The rarity of conditions included in the Generation study means that it is not possible to directly assess sensitivity for each gene as we do not have enough true positives to calculate this. Therefore we assessed this in two ways:

  • We used data quality metrics such as coverage and CNV callability to reflect how well clinically relevant variants are expected to be detected in a particular gene. Coverage was assessed in 3,047 female samples that were aligned with DRAGEN v4.0.4 that are not expected to be enriched for rare genetic disease. Coverage was calculated across samples in the relevant transcripts (as described in the LOF algorithm section: MANE clinical/select otherwise Ensembl canonical) where Mapping Quality >10, Base Quality > 30 and soft clipped reads removed. Mean, median and proportion of gene >15X coverage was calculated per transcript and per exon. CNV callability was assessed by the proportion of the gene that falls into regions of increased sequence homology which are excluded by the DRAGEN 4 CNV caller. Genes that had compromised coverage and CNV callability across most of the gene were removed from the Newborn gene list.

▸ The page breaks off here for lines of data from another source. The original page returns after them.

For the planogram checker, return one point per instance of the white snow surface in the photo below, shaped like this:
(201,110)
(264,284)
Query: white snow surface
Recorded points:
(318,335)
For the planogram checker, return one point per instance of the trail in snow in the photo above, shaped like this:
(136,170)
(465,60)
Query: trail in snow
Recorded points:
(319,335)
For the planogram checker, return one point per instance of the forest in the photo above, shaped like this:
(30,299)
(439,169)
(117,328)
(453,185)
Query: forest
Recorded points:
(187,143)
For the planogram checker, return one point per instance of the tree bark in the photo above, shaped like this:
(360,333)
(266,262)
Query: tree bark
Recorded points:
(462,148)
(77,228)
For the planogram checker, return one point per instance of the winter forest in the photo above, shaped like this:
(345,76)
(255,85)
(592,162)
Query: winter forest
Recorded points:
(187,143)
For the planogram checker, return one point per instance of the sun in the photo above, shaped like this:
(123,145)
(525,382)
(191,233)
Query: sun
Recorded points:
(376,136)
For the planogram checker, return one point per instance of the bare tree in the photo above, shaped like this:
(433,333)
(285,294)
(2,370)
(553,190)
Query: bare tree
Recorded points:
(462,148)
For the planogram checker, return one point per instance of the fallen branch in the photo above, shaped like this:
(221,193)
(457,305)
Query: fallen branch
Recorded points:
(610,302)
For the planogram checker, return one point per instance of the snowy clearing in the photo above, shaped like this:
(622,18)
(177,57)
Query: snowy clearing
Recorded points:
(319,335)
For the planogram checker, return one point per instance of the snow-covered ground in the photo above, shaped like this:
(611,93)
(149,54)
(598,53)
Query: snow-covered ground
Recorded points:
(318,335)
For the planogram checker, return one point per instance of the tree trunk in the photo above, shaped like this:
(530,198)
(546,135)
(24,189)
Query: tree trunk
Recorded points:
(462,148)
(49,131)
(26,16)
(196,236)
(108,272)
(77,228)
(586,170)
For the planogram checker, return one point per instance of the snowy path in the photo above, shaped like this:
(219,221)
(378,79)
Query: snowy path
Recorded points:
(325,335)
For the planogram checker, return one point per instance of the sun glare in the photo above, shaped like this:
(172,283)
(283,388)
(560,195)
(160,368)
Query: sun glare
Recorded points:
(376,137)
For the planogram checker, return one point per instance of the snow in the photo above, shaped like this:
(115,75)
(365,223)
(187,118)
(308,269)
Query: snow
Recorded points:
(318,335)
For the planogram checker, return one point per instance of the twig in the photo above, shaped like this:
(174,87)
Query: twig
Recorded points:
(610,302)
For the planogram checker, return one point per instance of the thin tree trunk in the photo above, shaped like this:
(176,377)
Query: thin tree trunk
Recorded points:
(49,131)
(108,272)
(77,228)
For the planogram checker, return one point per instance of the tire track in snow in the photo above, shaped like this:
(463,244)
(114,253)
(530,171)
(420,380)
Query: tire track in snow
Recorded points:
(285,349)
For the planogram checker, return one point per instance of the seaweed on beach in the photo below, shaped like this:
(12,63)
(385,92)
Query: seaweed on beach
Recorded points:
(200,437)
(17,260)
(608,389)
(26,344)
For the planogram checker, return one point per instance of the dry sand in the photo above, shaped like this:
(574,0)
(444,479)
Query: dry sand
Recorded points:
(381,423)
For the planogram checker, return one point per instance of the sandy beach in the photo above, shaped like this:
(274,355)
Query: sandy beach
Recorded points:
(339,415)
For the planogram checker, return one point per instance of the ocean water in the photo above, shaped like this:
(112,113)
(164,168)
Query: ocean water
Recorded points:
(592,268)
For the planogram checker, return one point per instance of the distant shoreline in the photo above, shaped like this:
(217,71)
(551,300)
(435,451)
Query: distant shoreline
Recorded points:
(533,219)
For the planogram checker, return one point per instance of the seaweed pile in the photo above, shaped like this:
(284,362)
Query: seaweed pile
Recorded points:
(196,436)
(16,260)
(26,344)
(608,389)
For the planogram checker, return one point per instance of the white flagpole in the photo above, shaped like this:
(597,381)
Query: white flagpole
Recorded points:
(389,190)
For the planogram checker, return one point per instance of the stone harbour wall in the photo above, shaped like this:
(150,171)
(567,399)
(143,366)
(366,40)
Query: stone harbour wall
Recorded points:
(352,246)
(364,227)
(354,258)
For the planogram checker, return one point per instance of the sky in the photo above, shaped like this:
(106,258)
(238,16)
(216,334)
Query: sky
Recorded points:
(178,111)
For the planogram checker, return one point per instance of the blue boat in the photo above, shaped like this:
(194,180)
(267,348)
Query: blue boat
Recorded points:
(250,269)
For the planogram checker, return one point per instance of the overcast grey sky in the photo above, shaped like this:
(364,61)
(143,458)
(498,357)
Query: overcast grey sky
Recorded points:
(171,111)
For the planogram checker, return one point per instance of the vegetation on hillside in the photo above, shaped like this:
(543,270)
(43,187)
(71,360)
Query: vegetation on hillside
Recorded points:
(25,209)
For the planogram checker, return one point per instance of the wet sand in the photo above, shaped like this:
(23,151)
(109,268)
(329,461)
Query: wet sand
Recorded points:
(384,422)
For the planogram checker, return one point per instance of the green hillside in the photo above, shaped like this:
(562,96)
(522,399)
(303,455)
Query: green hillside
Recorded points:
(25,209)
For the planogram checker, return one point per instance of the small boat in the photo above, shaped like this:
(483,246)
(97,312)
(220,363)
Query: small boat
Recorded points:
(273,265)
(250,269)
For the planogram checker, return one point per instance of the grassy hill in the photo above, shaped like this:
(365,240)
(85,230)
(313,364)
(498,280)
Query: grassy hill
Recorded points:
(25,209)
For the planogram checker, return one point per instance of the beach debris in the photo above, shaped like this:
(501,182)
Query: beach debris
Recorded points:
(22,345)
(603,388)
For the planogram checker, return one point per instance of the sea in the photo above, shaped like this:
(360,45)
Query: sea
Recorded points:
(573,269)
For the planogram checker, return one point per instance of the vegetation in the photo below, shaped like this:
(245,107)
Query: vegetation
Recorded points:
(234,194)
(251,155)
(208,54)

  • We estimated sensitivity across 691 samples in the NHS GMS and 100k datasets that have a reported diagnostic variant in one of the genes in the Newborn Superpanel. We only included samples where the diagnostic variants align with the MOIs included in the panel. These samples were run through the NSP analysis workflow and the diagnostic variants were found to be prioritised in 551/691 samples yielding an overall sensitivity estimate of 80.0%. The variants that were not prioritised by the pipeline were primarily missense variants that were not present in ClinVar and QIAGEN. CVA inclusion was not considered for prioritisation in this analysis as this was the source of the data. There are some limitations to this analysis:

  • Special caller outputs were not generated for this test dataset.

  • CNVs were not included in this analysis as they are not supported in CVA.
  • We did not examine whether the diagnostic conditions in NHS GMS dataset fit the criteria of screening for newborns (early onset, treatability, strong penetrance of the condition).
  • There is ascertainment bias in what genes are included in the NHS GMS service and so we may not be capturing the sensitivity across the whole set of genes.

Specificity

97.3% estimate

  • Variant calling specificity was estimated in an analysis of 5,855 genomes of individuals not expected to be enriched for rare genetic disease aligned with DRAGEN v4.0.4. These samples were composed of samples with a mix of ancestries expected to reflect the British population. The set includes the subset of females as described in the data quality analysis for the sensitivity assessment complimented with the subset of males.
  • These samples were run through variant prioritisation in the Newborn Screening Pipeline with panel info from the Newborn Superpanel, and specificity was estimated to be 97.3% under the assumption that all samples with prioritised variants are false positives.
  • Gene and variant specificity were also calculated and these analyses informed decisions on what variants should be added to the exclusion list to reduce false positives (eg. sequencing artefacts, non-reportable variants) as well as what mode of inheritances should be included for certain genes.
  • As mentioned in the limitations of variant prioritisation, genes with multiple modes of inheritances can lead to prioritisation of carriers of variants only relevant when biallelic.